A. L'ABSENCE DE RÉPONSE SATISFAISANTE À L' « UBERISATION »

Bien qu'elles se présentent comme de simples intermédiaires, mettant en relation des travailleurs indépendants avec des clients, certaines plateformes jouent un rôle essentiel dans l'organisation des prestations qu'elles proposent. C'est notamment le cas des plateformes exerçant dans les secteurs de la mobilité. Les travailleurs recourant à ces plateformes ne sont généralement pas en mesure de fixer le prix de leur prestation ni de définir les conditions de sa réalisation : ceux-ci sont déterminés par un algorithme dont ils ne connaissent pas les paramètres.

L'ambiguïté de la qualification des travailleurs des plateformes donne lieu à un contentieux abondant, auquel la réponse des juridictions n'est pas univoque. Plusieurs décisions de la Cour de cassation ont penché dans le sens de la requalification en salariés de livreurs à vélo ou de chauffeurs de VTC (Take Eat Easy, 28 novembre 2018 ; Uber, 4 mars 2020). Toutefois, les plateformes modifiant régulièrement leurs algorithmes et leurs conditions d'utilisation, ces décisions n'apportent pas de réponse définitive à la question du statut de ces travailleurs, ce qui permet à ces acteurs d'échapper à un plus large mouvement de requalification.

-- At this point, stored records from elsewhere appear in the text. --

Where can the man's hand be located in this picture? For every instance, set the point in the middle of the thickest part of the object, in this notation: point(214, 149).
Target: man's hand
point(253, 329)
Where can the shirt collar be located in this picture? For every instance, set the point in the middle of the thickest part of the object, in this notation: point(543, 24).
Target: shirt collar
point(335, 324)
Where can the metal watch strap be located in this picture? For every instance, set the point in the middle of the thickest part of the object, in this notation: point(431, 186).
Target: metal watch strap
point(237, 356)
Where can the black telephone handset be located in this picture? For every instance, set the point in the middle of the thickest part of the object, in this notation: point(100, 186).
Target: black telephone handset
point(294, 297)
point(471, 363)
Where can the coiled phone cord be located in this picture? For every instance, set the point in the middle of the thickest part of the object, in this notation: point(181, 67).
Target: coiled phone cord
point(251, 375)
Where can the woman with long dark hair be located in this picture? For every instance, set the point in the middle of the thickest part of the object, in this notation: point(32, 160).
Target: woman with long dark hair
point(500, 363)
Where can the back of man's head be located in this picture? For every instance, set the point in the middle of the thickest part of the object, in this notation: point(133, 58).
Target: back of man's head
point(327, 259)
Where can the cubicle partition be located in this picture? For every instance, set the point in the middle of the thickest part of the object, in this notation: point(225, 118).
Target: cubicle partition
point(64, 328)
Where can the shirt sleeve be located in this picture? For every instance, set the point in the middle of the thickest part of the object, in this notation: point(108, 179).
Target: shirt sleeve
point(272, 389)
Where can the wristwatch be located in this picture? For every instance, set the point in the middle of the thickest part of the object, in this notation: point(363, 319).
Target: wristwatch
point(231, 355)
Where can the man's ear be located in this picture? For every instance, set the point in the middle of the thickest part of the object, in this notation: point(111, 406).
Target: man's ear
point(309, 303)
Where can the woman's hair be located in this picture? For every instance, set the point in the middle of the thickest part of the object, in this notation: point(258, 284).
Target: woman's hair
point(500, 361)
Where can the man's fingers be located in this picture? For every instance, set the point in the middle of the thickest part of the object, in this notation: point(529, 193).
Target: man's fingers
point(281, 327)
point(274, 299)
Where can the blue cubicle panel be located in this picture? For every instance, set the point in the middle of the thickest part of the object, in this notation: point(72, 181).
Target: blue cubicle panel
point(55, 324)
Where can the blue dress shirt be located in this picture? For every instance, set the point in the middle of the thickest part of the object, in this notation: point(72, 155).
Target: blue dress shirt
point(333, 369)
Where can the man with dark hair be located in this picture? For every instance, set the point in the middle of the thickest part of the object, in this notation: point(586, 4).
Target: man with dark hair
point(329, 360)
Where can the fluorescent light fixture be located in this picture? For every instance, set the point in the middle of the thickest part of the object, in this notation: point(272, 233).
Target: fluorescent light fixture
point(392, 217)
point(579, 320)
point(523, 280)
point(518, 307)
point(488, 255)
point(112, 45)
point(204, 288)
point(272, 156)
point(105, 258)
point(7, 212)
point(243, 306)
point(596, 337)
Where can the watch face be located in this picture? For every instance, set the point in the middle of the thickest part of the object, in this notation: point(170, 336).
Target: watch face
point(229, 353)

À défaut de leur reconnaître le statut de salarié, le législateur a progressivement octroyé, depuis 2016, des droits spécifiques aux travailleurs de plateformes en prévoyant que, lorsqu'une plateforme détermine les caractéristiques de la prestation de service et fixe son prix, elle a une « responsabilité sociale » à l'égard des travailleurs indépendants recourant à ses services.

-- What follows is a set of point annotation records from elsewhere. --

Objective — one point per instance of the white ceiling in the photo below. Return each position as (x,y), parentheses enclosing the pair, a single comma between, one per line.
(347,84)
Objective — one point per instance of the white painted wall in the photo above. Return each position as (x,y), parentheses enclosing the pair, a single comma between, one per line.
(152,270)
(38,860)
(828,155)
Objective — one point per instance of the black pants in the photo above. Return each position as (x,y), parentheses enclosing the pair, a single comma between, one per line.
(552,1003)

En particulier, la loi d'orientation des mobilités du 24 décembre 2019 et les ordonnances du 21 avril 2021 et du 6 avril 2022 ont posé le cadre d'un dialogue social entre travailleurs indépendants et plateformes dans les secteurs de la mobilité.

 
 
 

Nombre de travailleurs des plateformes de VTC et de livraison appelés à élire leurs représentants en 2022

Revenu minimum par course négocié par les chauffeurs de VTC4(*)

des travailleurs de plateformes de l'UE gagnent moins que le salaire horaire net du pays dans lequel ils travaillent5(*)

Les sujets négociés dans ce cadre, qu'il s'agisse de la rémunération des travailleurs ou du contrôle des algorithmes, sont essentiels. Toutefois, les droits spécifiques qui ont été progressivement accordés à ces travailleurs ont avant tout eu pour effet de les enfermer dans un statut d'indépendant « amélioré » et de conforter le modèle des plateformes, lequel repose sur le contournement du droit du travail et le dumping social. Or, le statut d'indépendant n'est pas adapté à la situation des travailleurs précaires, qu'ils soient livreurs à vélo ou chauffeurs de VTC, et ne correspond pas à la réalité des relations entre ces travailleurs et les plateformes.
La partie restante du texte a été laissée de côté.